Joe Elliott wrote:
If you have a dual processor machine you can spread the
load across both cpu by doing: (tcpdump used in example)
# tcpdump -i $ifName -w - -s $snapLen $filterCode | tcpdump -r -w $file
This binds 1 CPU to do the expensive kernel to user space copy and 1
processor to do the decode/write to disk.
Presumably by "decode" you mean "copying" - "tcpdump -w" does no packet
decoding whatsoever.
Also, on what OSes does writing to a pipe and reading from that pipe not
involve a user-to-kernel copy for the write and a kernel-to-user copy
for the read?

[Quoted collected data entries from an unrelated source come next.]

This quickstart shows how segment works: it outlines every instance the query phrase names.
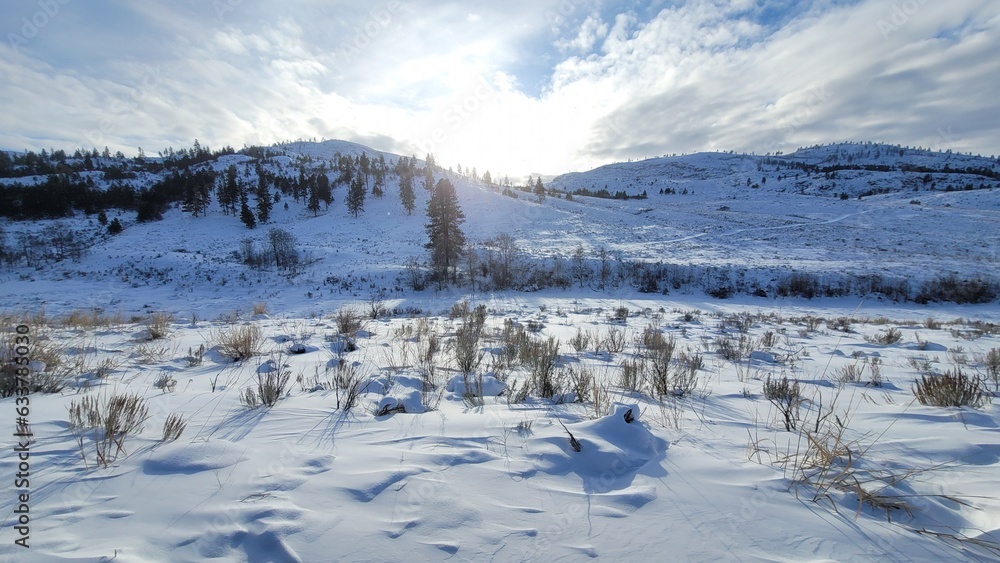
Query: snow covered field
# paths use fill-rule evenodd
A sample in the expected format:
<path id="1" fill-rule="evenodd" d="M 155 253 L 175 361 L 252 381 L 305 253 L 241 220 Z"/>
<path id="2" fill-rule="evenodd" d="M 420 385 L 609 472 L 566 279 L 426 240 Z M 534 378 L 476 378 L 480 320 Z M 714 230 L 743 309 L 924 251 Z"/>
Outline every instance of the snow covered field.
<path id="1" fill-rule="evenodd" d="M 995 324 L 941 310 L 948 324 L 938 326 L 916 306 L 865 307 L 842 332 L 830 328 L 835 315 L 852 311 L 837 304 L 478 303 L 485 354 L 468 385 L 455 340 L 474 321 L 448 315 L 369 319 L 343 334 L 330 317 L 244 311 L 238 320 L 177 317 L 155 340 L 145 322 L 33 321 L 39 342 L 64 347 L 85 375 L 61 394 L 32 397 L 32 547 L 7 541 L 0 551 L 22 561 L 997 556 L 1000 412 L 924 406 L 911 392 L 920 373 L 985 376 L 986 354 L 1000 347 Z M 887 317 L 872 316 L 880 312 Z M 552 398 L 514 398 L 538 375 L 508 353 L 516 329 L 505 336 L 505 322 L 530 342 L 559 342 Z M 259 354 L 233 362 L 219 335 L 244 325 L 262 330 Z M 893 328 L 897 343 L 865 339 Z M 674 341 L 668 385 L 694 377 L 659 399 L 650 334 Z M 431 335 L 439 349 L 428 359 Z M 723 341 L 735 346 L 731 359 Z M 189 354 L 200 346 L 198 363 Z M 631 383 L 630 362 L 648 370 Z M 285 392 L 272 408 L 247 408 L 245 389 L 268 373 L 288 376 Z M 360 395 L 345 411 L 351 374 Z M 764 396 L 767 381 L 786 376 L 804 401 L 792 431 Z M 98 466 L 93 431 L 71 428 L 68 407 L 125 394 L 144 398 L 149 418 L 116 461 Z M 12 399 L 4 403 L 13 422 Z M 163 442 L 171 414 L 186 427 Z M 810 437 L 838 444 L 825 471 Z M 12 456 L 0 471 L 16 472 Z M 2 502 L 10 538 L 14 499 Z"/>
<path id="2" fill-rule="evenodd" d="M 289 150 L 335 148 L 351 147 Z M 603 248 L 762 284 L 792 271 L 995 276 L 1000 190 L 916 180 L 914 192 L 911 173 L 843 172 L 837 186 L 816 178 L 803 193 L 794 172 L 746 186 L 762 175 L 749 157 L 664 160 L 673 164 L 551 182 L 642 188 L 645 200 L 538 203 L 456 176 L 466 235 L 513 236 L 522 265 L 569 268 L 580 246 L 591 267 Z M 870 181 L 892 190 L 858 199 Z M 427 194 L 417 189 L 407 216 L 397 189 L 390 182 L 357 218 L 343 188 L 317 216 L 275 206 L 264 227 L 297 238 L 293 275 L 242 264 L 240 240 L 260 242 L 266 228 L 217 210 L 171 209 L 152 223 L 122 213 L 126 229 L 111 237 L 82 215 L 7 223 L 11 238 L 58 225 L 92 244 L 77 262 L 0 273 L 4 324 L 27 323 L 46 373 L 68 376 L 61 392 L 31 396 L 30 502 L 10 486 L 0 497 L 0 559 L 1000 557 L 1000 410 L 923 405 L 913 392 L 923 376 L 959 370 L 996 391 L 995 301 L 716 300 L 698 286 L 598 289 L 593 277 L 535 292 L 413 291 L 398 278 L 426 256 Z M 384 312 L 369 315 L 373 306 Z M 224 341 L 250 327 L 259 342 L 234 361 Z M 276 403 L 253 406 L 269 378 L 287 378 Z M 71 407 L 128 395 L 148 419 L 122 450 L 105 443 L 118 455 L 100 463 L 101 433 Z M 8 482 L 19 471 L 16 408 L 0 400 Z M 164 440 L 171 415 L 184 428 Z M 21 504 L 29 550 L 13 543 Z"/>

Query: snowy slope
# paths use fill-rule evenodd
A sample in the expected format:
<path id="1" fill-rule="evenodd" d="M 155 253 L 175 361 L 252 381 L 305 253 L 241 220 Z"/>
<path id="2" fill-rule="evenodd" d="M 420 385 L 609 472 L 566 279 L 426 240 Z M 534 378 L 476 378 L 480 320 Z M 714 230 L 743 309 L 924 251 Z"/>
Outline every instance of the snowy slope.
<path id="1" fill-rule="evenodd" d="M 324 159 L 337 151 L 377 154 L 333 141 L 280 149 L 285 154 L 261 164 L 289 177 L 299 166 L 329 170 Z M 822 163 L 837 150 L 847 149 L 784 158 Z M 237 154 L 198 166 L 221 172 L 235 165 L 252 183 L 255 164 Z M 761 283 L 791 271 L 995 275 L 1000 190 L 947 192 L 921 183 L 914 193 L 893 187 L 908 172 L 852 171 L 867 179 L 838 172 L 829 181 L 893 188 L 842 200 L 834 197 L 841 187 L 822 189 L 823 174 L 803 194 L 795 182 L 805 180 L 794 172 L 779 181 L 775 170 L 758 166 L 769 165 L 699 154 L 602 167 L 550 186 L 607 183 L 611 191 L 634 194 L 642 186 L 649 193 L 627 201 L 549 195 L 539 202 L 518 190 L 514 199 L 449 177 L 469 240 L 513 236 L 523 269 L 556 264 L 554 257 L 569 268 L 579 246 L 592 268 L 604 249 L 615 261 Z M 764 174 L 759 188 L 746 185 Z M 659 193 L 668 187 L 688 193 Z M 13 543 L 23 512 L 8 485 L 0 496 L 0 560 L 1000 555 L 1000 406 L 927 406 L 911 390 L 923 375 L 962 370 L 984 378 L 993 394 L 995 303 L 773 294 L 717 300 L 698 283 L 659 295 L 627 285 L 598 289 L 592 280 L 530 293 L 417 292 L 399 276 L 409 260 L 426 257 L 427 192 L 418 182 L 417 208 L 407 215 L 390 176 L 386 196 L 369 196 L 354 217 L 345 191 L 336 187 L 333 204 L 317 214 L 283 197 L 271 221 L 254 230 L 217 202 L 205 216 L 174 208 L 150 223 L 120 213 L 126 228 L 118 236 L 102 234 L 86 216 L 4 225 L 8 241 L 79 231 L 89 249 L 79 261 L 0 270 L 3 325 L 28 323 L 36 362 L 51 351 L 35 367 L 68 378 L 61 392 L 31 396 L 32 547 Z M 235 255 L 245 238 L 263 244 L 272 227 L 297 238 L 303 265 L 296 271 L 252 270 Z M 464 300 L 486 313 L 475 347 L 481 361 L 469 377 L 456 358 L 464 321 L 449 315 Z M 341 334 L 338 313 L 372 305 L 396 313 Z M 154 312 L 171 318 L 162 338 L 150 339 Z M 559 389 L 551 398 L 532 388 L 523 401 L 511 399 L 537 377 L 528 360 L 506 353 L 517 326 L 529 342 L 558 343 L 552 373 Z M 223 353 L 223 335 L 245 327 L 260 329 L 260 346 L 234 362 Z M 900 340 L 878 343 L 890 329 Z M 682 392 L 673 383 L 668 393 L 655 391 L 653 333 L 675 343 L 661 372 L 693 378 Z M 439 346 L 428 356 L 432 334 Z M 626 381 L 623 365 L 643 362 L 647 371 Z M 276 370 L 289 377 L 277 404 L 243 404 L 247 388 Z M 359 397 L 345 409 L 351 374 Z M 482 396 L 470 396 L 480 376 Z M 783 377 L 801 386 L 799 425 L 790 431 L 765 397 L 769 382 Z M 126 393 L 145 400 L 149 419 L 114 462 L 99 467 L 95 434 L 71 428 L 69 408 Z M 11 455 L 15 407 L 15 398 L 0 399 L 8 425 L 0 472 L 8 480 L 19 463 Z M 172 414 L 186 427 L 178 440 L 164 441 Z M 825 441 L 834 436 L 839 443 Z M 834 452 L 822 473 L 824 456 L 809 447 L 817 437 Z"/>

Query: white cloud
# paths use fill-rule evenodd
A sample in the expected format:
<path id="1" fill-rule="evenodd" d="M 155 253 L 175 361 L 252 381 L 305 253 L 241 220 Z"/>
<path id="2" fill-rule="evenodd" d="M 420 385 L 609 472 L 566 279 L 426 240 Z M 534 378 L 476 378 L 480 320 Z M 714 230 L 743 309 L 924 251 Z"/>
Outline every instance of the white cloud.
<path id="1" fill-rule="evenodd" d="M 511 175 L 844 139 L 996 152 L 1000 7 L 911 4 L 815 2 L 778 26 L 709 0 L 123 4 L 129 26 L 70 4 L 0 45 L 0 146 L 337 137 Z"/>

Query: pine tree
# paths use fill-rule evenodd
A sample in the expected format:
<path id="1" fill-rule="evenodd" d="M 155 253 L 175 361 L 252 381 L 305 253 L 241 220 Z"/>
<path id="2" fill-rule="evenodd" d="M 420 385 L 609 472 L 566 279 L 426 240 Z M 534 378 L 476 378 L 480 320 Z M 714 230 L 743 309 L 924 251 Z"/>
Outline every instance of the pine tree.
<path id="1" fill-rule="evenodd" d="M 347 210 L 355 217 L 365 210 L 365 182 L 361 176 L 351 180 L 351 189 L 347 192 Z"/>
<path id="2" fill-rule="evenodd" d="M 222 212 L 228 215 L 229 213 L 236 214 L 236 201 L 240 196 L 240 185 L 236 180 L 236 166 L 230 165 L 226 169 L 226 179 L 219 186 L 219 205 L 222 206 Z"/>
<path id="3" fill-rule="evenodd" d="M 111 220 L 110 223 L 108 223 L 108 234 L 109 235 L 117 235 L 118 233 L 120 233 L 120 232 L 122 232 L 124 230 L 125 230 L 125 227 L 122 226 L 122 222 L 118 220 L 118 217 L 115 217 L 114 219 Z"/>
<path id="4" fill-rule="evenodd" d="M 316 176 L 316 195 L 326 204 L 326 208 L 330 209 L 330 204 L 333 203 L 333 190 L 330 189 L 330 178 L 326 172 Z"/>
<path id="5" fill-rule="evenodd" d="M 424 166 L 424 189 L 428 192 L 434 191 L 434 171 L 430 166 Z"/>
<path id="6" fill-rule="evenodd" d="M 535 195 L 538 196 L 538 203 L 545 201 L 545 186 L 542 185 L 542 177 L 535 180 Z"/>
<path id="7" fill-rule="evenodd" d="M 261 224 L 267 223 L 271 218 L 271 209 L 274 208 L 274 200 L 271 199 L 271 190 L 267 187 L 267 180 L 264 176 L 257 177 L 257 219 Z"/>
<path id="8" fill-rule="evenodd" d="M 407 215 L 412 215 L 416 208 L 416 195 L 413 193 L 413 171 L 404 170 L 399 176 L 399 201 Z"/>
<path id="9" fill-rule="evenodd" d="M 240 221 L 247 226 L 248 229 L 253 229 L 257 226 L 257 219 L 254 217 L 253 211 L 250 211 L 250 206 L 247 205 L 246 194 L 243 194 L 240 202 Z"/>
<path id="10" fill-rule="evenodd" d="M 316 184 L 311 184 L 309 186 L 309 203 L 306 204 L 306 209 L 313 212 L 313 217 L 319 215 L 319 187 Z"/>
<path id="11" fill-rule="evenodd" d="M 100 213 L 97 214 L 97 222 L 101 224 L 102 227 L 108 224 L 108 214 L 102 209 Z"/>
<path id="12" fill-rule="evenodd" d="M 427 203 L 427 244 L 431 251 L 431 265 L 438 273 L 438 279 L 451 277 L 454 280 L 458 261 L 465 247 L 465 234 L 460 228 L 465 222 L 465 213 L 458 206 L 455 186 L 446 179 L 438 180 L 434 194 Z"/>

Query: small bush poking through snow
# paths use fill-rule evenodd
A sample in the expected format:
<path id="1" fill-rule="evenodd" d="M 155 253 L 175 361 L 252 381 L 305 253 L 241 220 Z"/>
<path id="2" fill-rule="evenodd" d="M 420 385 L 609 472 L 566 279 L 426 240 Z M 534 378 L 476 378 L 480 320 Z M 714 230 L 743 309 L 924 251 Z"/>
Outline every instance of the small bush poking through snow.
<path id="1" fill-rule="evenodd" d="M 205 360 L 205 345 L 204 344 L 198 345 L 197 350 L 188 347 L 188 355 L 187 358 L 185 359 L 187 359 L 188 367 L 193 368 L 195 366 L 200 366 L 201 363 Z"/>
<path id="2" fill-rule="evenodd" d="M 764 380 L 764 398 L 781 412 L 785 430 L 795 430 L 799 423 L 799 406 L 805 400 L 799 390 L 799 382 L 789 381 L 787 377 L 768 377 Z"/>
<path id="3" fill-rule="evenodd" d="M 344 307 L 337 311 L 337 333 L 343 335 L 356 334 L 363 326 L 364 320 L 357 310 Z"/>
<path id="4" fill-rule="evenodd" d="M 285 357 L 281 354 L 271 356 L 266 363 L 257 367 L 257 385 L 247 387 L 241 399 L 250 409 L 258 406 L 273 407 L 285 394 L 291 378 L 292 372 L 285 363 Z"/>
<path id="5" fill-rule="evenodd" d="M 219 353 L 234 362 L 241 362 L 260 353 L 264 344 L 264 334 L 255 324 L 234 326 L 212 334 L 218 343 Z"/>
<path id="6" fill-rule="evenodd" d="M 898 328 L 887 328 L 875 336 L 865 337 L 865 340 L 872 344 L 881 344 L 882 346 L 899 344 L 903 341 L 903 332 Z"/>
<path id="7" fill-rule="evenodd" d="M 851 332 L 851 319 L 849 317 L 837 317 L 826 321 L 826 328 L 838 332 Z"/>
<path id="8" fill-rule="evenodd" d="M 170 335 L 170 325 L 174 322 L 173 315 L 168 313 L 153 313 L 146 321 L 146 340 L 160 340 Z"/>
<path id="9" fill-rule="evenodd" d="M 986 374 L 993 380 L 993 386 L 1000 388 L 1000 348 L 993 348 L 983 358 Z"/>
<path id="10" fill-rule="evenodd" d="M 125 451 L 129 436 L 142 431 L 149 418 L 145 400 L 135 394 L 112 395 L 105 402 L 95 397 L 84 397 L 69 404 L 69 427 L 78 432 L 80 455 L 87 462 L 83 446 L 83 431 L 92 430 L 94 458 L 98 466 L 107 467 Z"/>
<path id="11" fill-rule="evenodd" d="M 979 408 L 991 400 L 982 380 L 965 375 L 959 368 L 954 373 L 923 375 L 914 383 L 913 394 L 922 405 Z"/>

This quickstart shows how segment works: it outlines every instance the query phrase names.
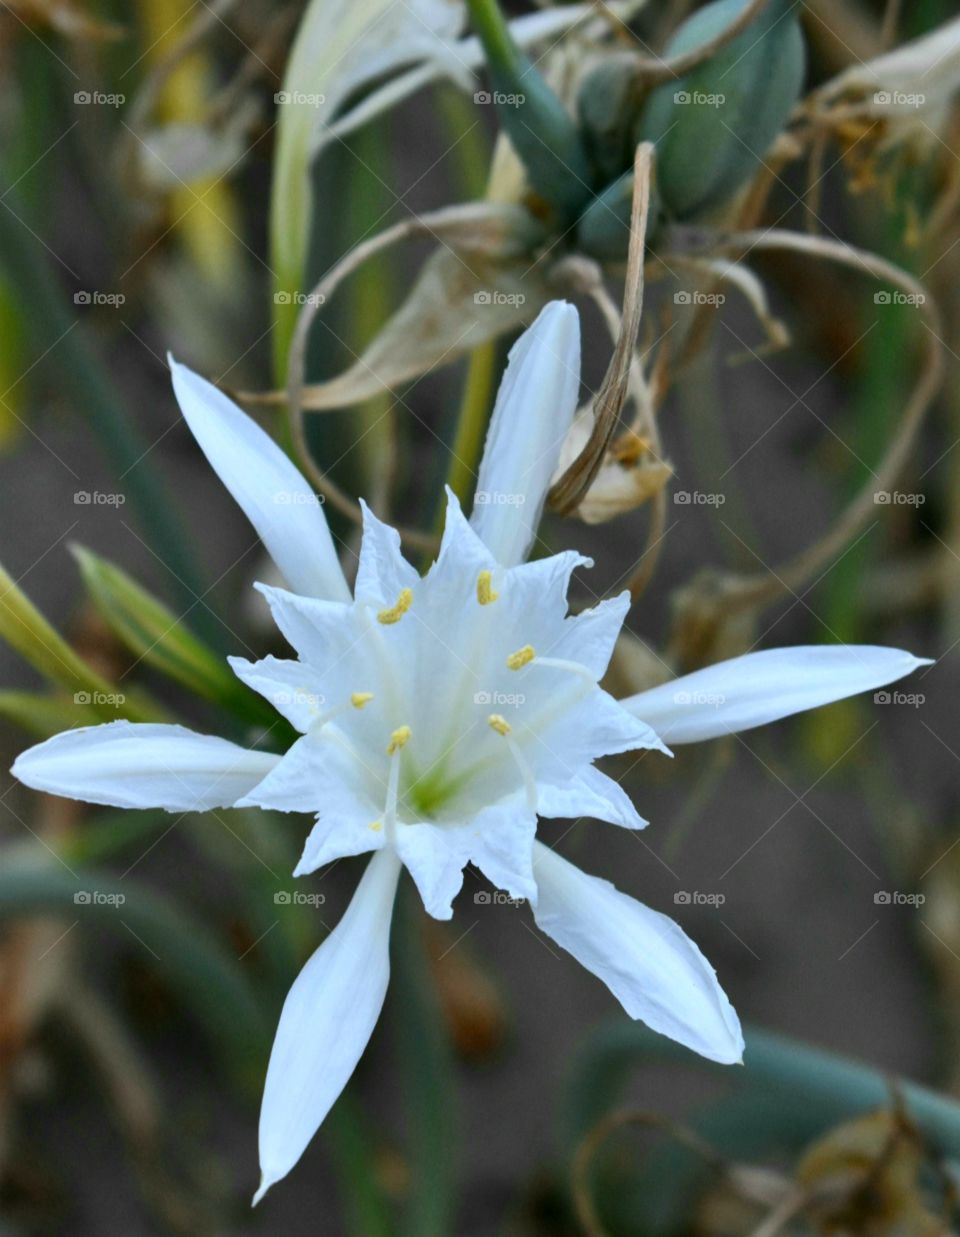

In
tcpdump -i $ifName -w $file -s $snapLen $filterCode
I see one kernel-to-user copy from the packet capture mechanism (unless
it's using some memory-mapped mechanism) and one user-to-kernel copy for
writing the file (unless the buffers are page-aligned and the write is
done by page-flipping), while in the pipeline I see an additional
kernel-to-user and user-to-kernel copy in the second process.
Perhaps what it's doing is running the capture effort and the file
system writing effort on separate CPUs, which, on an MP server, might
get you enough more parallelism (and perhaps enough less latency, which
might be what really matters here) to more than compensate for the extra
copy. (Your mileage may vary significantly on a multi-threaded processor.)
(In that case, it might be interesting to see whether a multi-threaded
capture program - which might be simpler than tcpdump, as all it'd do
would be capture packets and write them - would do better, by avoiding
the extra copies for the pipe. I don't know whether having the two
processors' caches both accessing the data would make a difference,
although the same issue might also come up for the pipe data, depending
on how clever the kernel is about that.)
Finally look at some of the ring buffer techniques for libpcap that are
becoming more popular. This is the final step. PF_RING etc.
Yes, at least some of the problem might be with Linux PF_PACKET sockets
and the socket code, as per some of Luca Deri's papers:
http://luca.ntop.org/
and, in particular:
http://luca.ntop.org/Ring.pdf
which is the paper describing PF_RING, and which notes that, at least in
his tests, PF_PACKET sockets dropped a *LOT* more packets than FreeBSD's
BPF, which dropped a *LOT* more packets than WinPcap (on the same hardware).